Confissão


Eu não vi os vídeos, não ouvi os áudios sobre a violência que avassalou os terreiros, casas de axé, casa de santo, casa de candomblé, umbanda, na semana passada. Não tive coragem, eu confesso.
Confesso que tais atos me fizeram refletir e lembrar de quando eu namorei um evangélico e do quanto eu aprendi sobre como não ser intolerante.

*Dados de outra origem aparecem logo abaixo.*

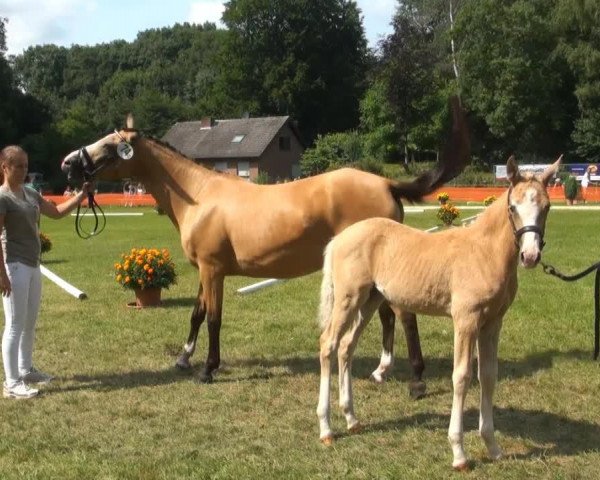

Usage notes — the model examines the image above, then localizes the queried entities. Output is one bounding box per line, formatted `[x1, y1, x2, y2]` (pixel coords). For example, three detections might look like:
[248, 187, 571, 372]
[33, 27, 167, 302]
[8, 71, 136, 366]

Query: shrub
[115, 248, 177, 290]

Na época, eu estava iniciando minha caminhada na ayahuasca, frequentava esporadicamente, mas frequentava. E um dia ele demonstrou irritação por conta da minha escolha espiritual. Vira e mexe, ele dava um jeito de dizer que não entendia muito as escolhas espirituais da minha família: como numa casa podia ter a bíblia, livros sobre Orixá, imagem de Buda, livro cardecista, imagem de São Francisco, Kuan Yn... tudo no mesmo altar?

Nós, as Oliveiras, éramos e somos assim.

O namoro seguiu e um dia ele voltou a verbalizar o descontentamento dele por eu continuar frequentando os trabalhos com ayahuasca.

Eu respirei e disse que queria conhecer um culto da igreja dele. Fui. Me emocionei, confesso. Num dado momento, abstrai os julgamentos todos que me vinham e abri o coração para entender o que era aquela experiência. Coisa que talvez, eu só tenha conseguido fazer, porque ja vinha num caminho de educação espiritual no qual o respeito às manifestações do divino é fundamento. Isso minha família ensinou e a ayahuasca reiterou.

Acompanhei ele algumas vezes no culto, eu precisava entender aonde residia o preconceito dele. Li a bíblia, para entender aonde estava escrito o embasamento do julgamento dele. Não achei nada.
Até li uma passagem que dizia "alguns tocaram tambores para subir aos céus". Eu não me recordo em qual livro bíblico esta passagem está escrita, mas recordo que quando eu li, pensei: o que os pastores e devotos, que estudam este livro, fizeram com esta passagem? Pularam? Não leram?
Enfim, o namoro chegou ao fim, por motivos óbvios.

Eu continuei consagrando aquilo que eu considero de medicina d'alma. Continuei meus estudos, meus aprendizados sobre as tradições dos Orixás e hoje, sempre que posso, vou num terreiro honrar minha memória ancestral e celebrar com xs amigxs filhxs de Santo. Respeito profundamente a tradição, a jornada e a iniciação deles, sei do quanto a vida de muitos foi transformada quando encontraram suas casas.

É dolorido, dói na alma, ver a minha fé, ver a minha ancestralidade sendo mais uma vez despejada, queimada, depredada e perseguida.



É muito possível que eu tenha sido uma das que morreu na fogueira. E eu não serei queimada novamente.